FPC General Manager Dr Paul Biggs today welcomed a new report from the Department of Environment and Conservation (DEC), providing an exceptionally high level of detail on diverse ecotype zones (DEZs) in Chester coupe.

Dr Biggs said, “Harvesting in Chester has been the subject of much public debate over the last few months, so this latest report is important to prove to the public that DEC is subjecting the harvest operation to the highest level of scrutiny.”

“The whole of Chester coupe measures just over 1,300 hectares. The current harvest plan is restricted to a small area, measuring only about 200 hectares, in the north-west corner of the coupe. In practice, this means a maximum of about 135 hectares will actually be harvested.”

“This part of Chester has been harvested before and has grown back. FPC has always been aware that many parts of Chester block contain zones of high biodiversity and woodland and, of course, we will stay out of those areas.”

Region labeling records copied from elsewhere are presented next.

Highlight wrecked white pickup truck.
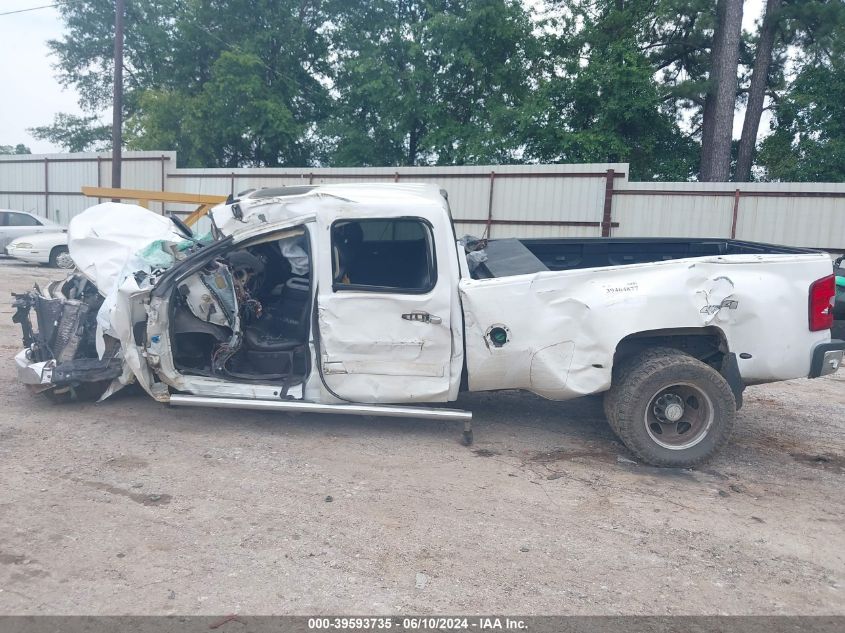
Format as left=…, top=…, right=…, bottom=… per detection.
left=8, top=184, right=845, bottom=467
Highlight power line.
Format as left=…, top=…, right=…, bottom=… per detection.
left=0, top=2, right=59, bottom=15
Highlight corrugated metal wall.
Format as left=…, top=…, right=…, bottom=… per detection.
left=611, top=182, right=845, bottom=251
left=0, top=152, right=845, bottom=251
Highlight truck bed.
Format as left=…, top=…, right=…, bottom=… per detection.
left=473, top=237, right=816, bottom=279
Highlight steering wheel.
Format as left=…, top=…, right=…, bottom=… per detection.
left=170, top=213, right=194, bottom=239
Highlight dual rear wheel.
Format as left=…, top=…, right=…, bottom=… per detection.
left=604, top=348, right=736, bottom=468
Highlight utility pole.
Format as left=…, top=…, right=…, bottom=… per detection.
left=111, top=0, right=125, bottom=189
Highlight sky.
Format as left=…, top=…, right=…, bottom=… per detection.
left=0, top=0, right=766, bottom=154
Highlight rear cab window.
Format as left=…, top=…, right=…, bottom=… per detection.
left=331, top=217, right=437, bottom=294
left=5, top=212, right=41, bottom=226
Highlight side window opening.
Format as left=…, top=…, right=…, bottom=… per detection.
left=331, top=218, right=437, bottom=294
left=8, top=213, right=41, bottom=226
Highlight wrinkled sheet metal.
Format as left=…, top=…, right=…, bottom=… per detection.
left=460, top=254, right=830, bottom=400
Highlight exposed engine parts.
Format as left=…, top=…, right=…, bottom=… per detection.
left=171, top=235, right=311, bottom=391
left=12, top=274, right=121, bottom=395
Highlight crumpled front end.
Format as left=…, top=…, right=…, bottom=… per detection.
left=12, top=273, right=123, bottom=397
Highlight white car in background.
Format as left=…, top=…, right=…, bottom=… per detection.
left=6, top=232, right=74, bottom=268
left=0, top=209, right=65, bottom=247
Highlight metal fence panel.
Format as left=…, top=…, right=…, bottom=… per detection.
left=0, top=152, right=845, bottom=251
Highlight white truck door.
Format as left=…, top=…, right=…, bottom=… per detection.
left=317, top=216, right=455, bottom=403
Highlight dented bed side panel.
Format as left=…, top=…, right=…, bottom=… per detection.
left=460, top=254, right=830, bottom=400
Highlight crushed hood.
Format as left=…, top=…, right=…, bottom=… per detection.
left=68, top=202, right=185, bottom=294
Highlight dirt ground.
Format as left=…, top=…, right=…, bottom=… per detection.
left=0, top=260, right=845, bottom=614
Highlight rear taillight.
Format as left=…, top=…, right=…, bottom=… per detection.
left=810, top=275, right=836, bottom=332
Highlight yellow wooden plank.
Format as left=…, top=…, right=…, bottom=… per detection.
left=82, top=187, right=226, bottom=205
left=185, top=204, right=211, bottom=226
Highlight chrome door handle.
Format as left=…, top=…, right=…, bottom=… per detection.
left=402, top=312, right=443, bottom=325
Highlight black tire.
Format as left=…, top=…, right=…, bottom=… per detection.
left=50, top=246, right=74, bottom=269
left=604, top=348, right=736, bottom=468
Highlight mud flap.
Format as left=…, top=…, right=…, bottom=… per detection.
left=719, top=353, right=745, bottom=411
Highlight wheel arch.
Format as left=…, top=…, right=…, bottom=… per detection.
left=613, top=325, right=745, bottom=409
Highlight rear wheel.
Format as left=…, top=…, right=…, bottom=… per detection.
left=604, top=348, right=736, bottom=468
left=50, top=246, right=76, bottom=268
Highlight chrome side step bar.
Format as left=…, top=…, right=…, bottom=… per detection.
left=170, top=394, right=472, bottom=446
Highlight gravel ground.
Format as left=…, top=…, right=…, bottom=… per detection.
left=0, top=260, right=845, bottom=614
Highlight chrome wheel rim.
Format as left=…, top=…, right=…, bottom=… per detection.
left=56, top=253, right=76, bottom=268
left=643, top=382, right=715, bottom=451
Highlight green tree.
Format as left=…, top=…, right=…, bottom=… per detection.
left=50, top=0, right=328, bottom=167
left=521, top=0, right=697, bottom=180
left=27, top=113, right=111, bottom=152
left=0, top=143, right=32, bottom=154
left=324, top=0, right=534, bottom=165
left=757, top=54, right=845, bottom=182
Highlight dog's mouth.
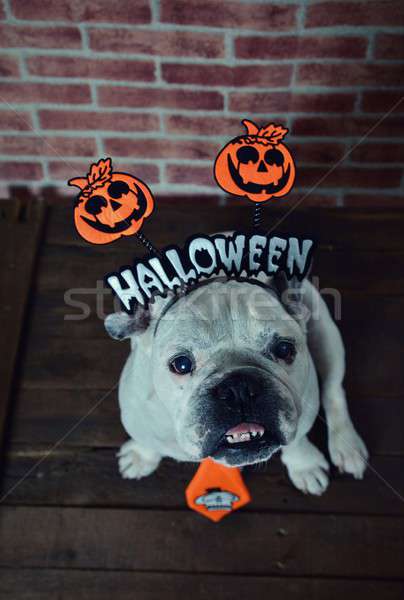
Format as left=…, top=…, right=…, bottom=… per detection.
left=218, top=423, right=268, bottom=450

“The new report from DEC has identified 27 hectares of diverse ecotype zones, which will now be protected as informal reserves.”

“This will mean nearly 500 hectares of Chester will be protected in informal reserves, leaving around 800 hectares which is theoretically available for harvest. In practice, as I’ve said before, FPC currently intends to harvest about 135 hectares in the north-west corner. That’s roughly a sixth of the available area, or 10% of the total coupe.”

“Based on this new report from DEC, FPC will review its harvest plans for Chester and we may make some changes to our original plan. DEC has indicated the entire area is already affected by dieback, which will obviously be having an impact on biodiversity. We may have to change the layout of our tracks into the coupe and that would mean we have to do another flora survey. Naturally, any changes will also require further sign-off from DEC before we go ahead.”

“I believe this situation proves the Western Australian public should be proud that our local environmental assessment processes are much stronger than in most other parts of the world. I strongly advise all members of the WA community to show their support for the environment and the local economy by actively choosing WA timber for furniture and construction.”